Bisher scheinen die Anleger davon auszugehen, dass Trumps Bellen kein Scherz ist und dass es sich bei all seinen Drohungen bloß um Bluffs handelt, die im Ernstfall zu nichts führen werden. Das Problem ist jedoch, dass davon nicht ausgegangen werden kann: Die versprochenen zehnprozentigen Zölle gegen China wurden tatsächlich verhängt , was einen Gegenangriff des asiatischen Landes provoziert hat.
Und das größte Problem besteht darin, dass Trump offenbar davon überzeugt ist, dass Zölle gut für ihn seien : Seit Jahrzehnten behauptet er, Zölle würden „Wohlstand und Reichtum“ bringen und argumentiert, durch die Einführung von Zöllen könne er die Steuern senken. Dabei glaubt er beinahe, diese Abgaben würden vom Ausland und nicht vom amerikanischen Verbraucher gezahlt. Sätze, die jeden Ökonomen in Ohnmacht fallen lassen würden und an der Wall Street überhaupt nicht populär sind.
Medien wie das Wall Street Journal , die Trump im Wahlkampf offen unterstützt hatten, fordern ihn seit Wochen auf, von seinen Wahlversprechen abzurücken und keine Zölle zu erheben, und warnen vor dem Schaden, den dies der Wirtschaft zufügen würde. Die Bürger wiederum scheinen die Botschaft verstanden zu haben, denn das Verbrauchervertrauen ist in diesem Monat deutlich zurückgegangen : Die Erwartungen einer Rezession und die Angst vor einem Anstieg der Inflation sind gestiegen. Sogar Großunternehmer und Wall-Street-Banker, die Trump in der Hoffnung unterstützten, er würde eine neue Ära wirtschaftlichen Wohlstands einleiten, äußern nun gegenüber den Medien ihre zunehmende Besorgnis: Was, wenn es sich nicht um ein gespieltes Ereignis handelt? Was, wenn Trump wirklich verrückt ist?

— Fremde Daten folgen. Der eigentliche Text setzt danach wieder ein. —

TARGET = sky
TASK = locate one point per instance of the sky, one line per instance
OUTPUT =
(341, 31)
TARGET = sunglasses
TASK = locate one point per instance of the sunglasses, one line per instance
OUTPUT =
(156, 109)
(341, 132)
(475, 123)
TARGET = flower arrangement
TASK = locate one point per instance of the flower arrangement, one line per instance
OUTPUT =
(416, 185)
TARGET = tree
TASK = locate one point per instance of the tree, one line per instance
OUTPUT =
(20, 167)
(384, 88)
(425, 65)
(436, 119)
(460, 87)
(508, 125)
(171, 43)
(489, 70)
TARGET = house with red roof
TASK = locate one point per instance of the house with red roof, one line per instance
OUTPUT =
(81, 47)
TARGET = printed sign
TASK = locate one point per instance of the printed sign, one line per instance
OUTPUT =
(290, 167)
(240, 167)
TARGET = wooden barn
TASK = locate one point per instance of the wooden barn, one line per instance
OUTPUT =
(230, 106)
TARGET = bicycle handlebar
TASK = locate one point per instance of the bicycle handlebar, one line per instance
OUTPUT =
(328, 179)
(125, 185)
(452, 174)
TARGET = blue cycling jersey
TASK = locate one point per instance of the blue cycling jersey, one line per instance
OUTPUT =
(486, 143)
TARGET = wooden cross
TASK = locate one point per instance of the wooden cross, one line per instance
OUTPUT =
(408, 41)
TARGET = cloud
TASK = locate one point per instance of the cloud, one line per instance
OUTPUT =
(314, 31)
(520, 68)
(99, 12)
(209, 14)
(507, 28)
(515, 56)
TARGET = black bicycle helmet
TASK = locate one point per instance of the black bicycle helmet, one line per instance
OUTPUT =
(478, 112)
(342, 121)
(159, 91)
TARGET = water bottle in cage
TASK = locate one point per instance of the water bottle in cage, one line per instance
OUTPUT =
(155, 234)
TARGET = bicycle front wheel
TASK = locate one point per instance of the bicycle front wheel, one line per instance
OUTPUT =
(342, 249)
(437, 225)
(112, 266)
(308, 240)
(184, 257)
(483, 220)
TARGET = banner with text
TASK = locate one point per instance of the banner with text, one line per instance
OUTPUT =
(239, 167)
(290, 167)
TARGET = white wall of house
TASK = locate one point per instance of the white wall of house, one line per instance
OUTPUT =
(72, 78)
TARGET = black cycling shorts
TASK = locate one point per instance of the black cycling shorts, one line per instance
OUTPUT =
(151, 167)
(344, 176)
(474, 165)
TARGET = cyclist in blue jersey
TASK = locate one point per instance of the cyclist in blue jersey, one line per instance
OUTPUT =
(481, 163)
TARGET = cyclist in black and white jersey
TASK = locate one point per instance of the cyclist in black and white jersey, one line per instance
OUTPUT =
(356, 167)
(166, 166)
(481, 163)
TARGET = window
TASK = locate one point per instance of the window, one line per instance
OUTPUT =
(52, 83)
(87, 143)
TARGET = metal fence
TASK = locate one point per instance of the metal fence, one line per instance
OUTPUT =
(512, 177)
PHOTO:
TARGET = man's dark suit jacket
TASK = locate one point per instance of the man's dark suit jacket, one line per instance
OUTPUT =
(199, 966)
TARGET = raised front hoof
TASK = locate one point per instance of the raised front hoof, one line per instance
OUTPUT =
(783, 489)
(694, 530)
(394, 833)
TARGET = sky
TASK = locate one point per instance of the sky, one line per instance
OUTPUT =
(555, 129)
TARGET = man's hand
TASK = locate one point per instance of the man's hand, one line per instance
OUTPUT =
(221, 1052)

Trump gewann eine zweite Amtszeit im Weißen Haus, indem er die Amerikaner daran erinnerte, wie gut die Wirtschaft zwischen 2017 und 2020 war, als Covid alles auf den Kopf stellte. Doch die grandiose Wirtschaftslage des Jahres 2017 folgte auf sieben weitere hervorragende Jahre zuvor , nämlich die Erholung von der globalen Finanzkrise. Trump hielt einfach den Fuß auf dem Gaspedal und umgab sich mit orthodoxen Leuten, die bereit waren, „Nein“ zu ihm zu sagen oder sogar einen Befehl zur Verhängung von Zöllen von seinem Schreibtisch entgegenzunehmen, wie es Gary Cohn 2018 tat . Dieses Mal jedoch ist die wirtschaftliche Lage unsicherer, es droht eine Inflation, und Trump hat alles getan, um jeden loszuwerden, der anderer Meinung als er sein könnte. Heute hat er versichert, dass sein Kabinett seinen Anweisungen klaglos Folge leisten müsse, und zwar „allen“. Und die Wall Street ist darüber nicht glücklich.